Oireachtas Joint and Select Committees
Tuesday, 15 June 2021
Select Committee on Housing, Planning and Local Government
Land Development Agency Bill 2021: Committee Stage (Resumed)
Eoin Ó Broin (Dublin Mid West, Sinn Fein) | Oireachtas source
I wish to reply to the Minister in regard to amendment No. 187. The fundamental disagreement here is that I do not believe one or two Ministers should have the authority to decide whether considerable tracts of public land should be sold, including to private actors.
One of the great values of the section 183 process in local authorities, to which I will come in a moment, is that there is a level of democratic accountability and scrutiny of both the substance of the decision and the decision itself. Land being transferred from a local authority to the LDA, which the LDA could then decide to sell on all or a portion of to a private interest with the approval of one or two Ministers by way of a phone call or email, is not an appropriate way to deal with what is possibly one of our most valuable public assets. I will, therefore, be pressing the amendment.
I will speak briefly to amendments Nos. 188 and 189, in the context of having tabled a formal opposition to section 56. That formal opposition to section 56 has been requested by the Association of Irish Local Government. In some senses this is one of the most negative elements of this legislation, even if one were in favour of a single centralised State agency to displace councils and develop housing, which is what I believe this will become. The Minister claims otherwise but we take a different view on where this will go and that is fair enough. Section 183 has two functions and it is important that the public and other interested parties listening in understand them.
First, there is a transparency function. When a local authority is considering transferring any piece of land for residential or commercial development, from a small ransom strip to a large piece of land, the director of development has to publish a report stipulating the purpose of the transfer of the land and the financial return to the local authority. If that financial return is lower than the market value, the manager must outline the reasons for that. There are many cases where that might be done because it would improve economic opportunity, create jobs or provide a community dividend, etc. That public, transparent process is the first function of section 183, which would be lost if section 56 of this Bill goes through.
The second aspect of section 183 is that the full body of elected members then has to vote on that process. Therefore, what section 56 of this legislation proposes to do is remove all the transparency and accountability and all the mechanisms by which local authorities outline what to do with what is essentially public land, which belongs to the taxpayers and the wider community. It would deny elected members a vote. I do not accept the contention that that is being doing to speed anything up. Let us look at some of the lands in question. Shanganagh Castle, for example, was sold by the Department of Justice to Dún Laoghaire-Rathdown County Council almost 20 years ago. The delay in that project was not because the councillors were in any way divided over the development of that land, as Deputy Boyd Barrett will tell us. He knows better than the rest of us because it is his constituency. Councillors had been screaming at the Departments responsible for the environment and housing for years to fund the site. They put what they wanted to see into the local area plan by unanimous vote, which is remarkable but positive. The Minister's predecessor, Eoghan Murphy, refused to fund it. The delay of 20 years in Shanganagh is due to central government not providing the funds.
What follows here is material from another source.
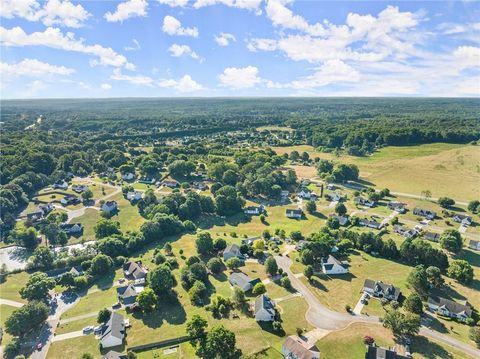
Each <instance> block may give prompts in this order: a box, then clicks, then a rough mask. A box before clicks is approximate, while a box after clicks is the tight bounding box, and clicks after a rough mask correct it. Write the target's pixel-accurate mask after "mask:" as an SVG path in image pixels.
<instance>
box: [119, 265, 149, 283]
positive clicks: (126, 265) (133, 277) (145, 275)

St. Teresa's Gardens is the same. Dublin city councillors are agreed on what they want on that site and there is no difficulty in getting councillors to support it. The difficulty is that, before elected members have even been asked if they want to transfer it to the LDA, it is already up on the LDA's website. The great tragedy of that is that it will split the cost-rental housing from the social housing. Dublin City Council will buy back the rented social housing if this project goes to the LDA but the LDA will retain the cost-rental housing. Then, in 30 or 40 years when the principal loans raised to build those apartments are paid down, it will be the LDA that benefits from the revenue surplus, not Dublin City Council, to which it would be hugely beneficial for recycling back into the maintenance of already underfunded stock. And so on and so on. It is never, in my experience, councillors who delay the development of sites. It is central government not providing the funding.
The Minister is on record saying he wants to reassert the role of local authorities in the delivery of social and affordable homes. That is great rhetoric but how he puts his money where his mouth is by giving local authorities the money to deliver that. Oscar Traynor Road is a perfect example. By a large majority, councillors have said they want 40% social, 40% affordable cost-rental and 20% affordable sale, not unlike Dún Laoghaire-Rathdown County Council did. Yet, all they are getting from Department officials, according to a report that went to Dublin city councillors, are delays and hurdles. Let me be very clear: I fully accept their intentions but I do not understand why Deputies McAuliffe and Higgins would seek to amend this section. It should be scrapped. It has no place in this Bill. It undermines local authorities' transparency and accountability and we will be pressing our opposition to this section.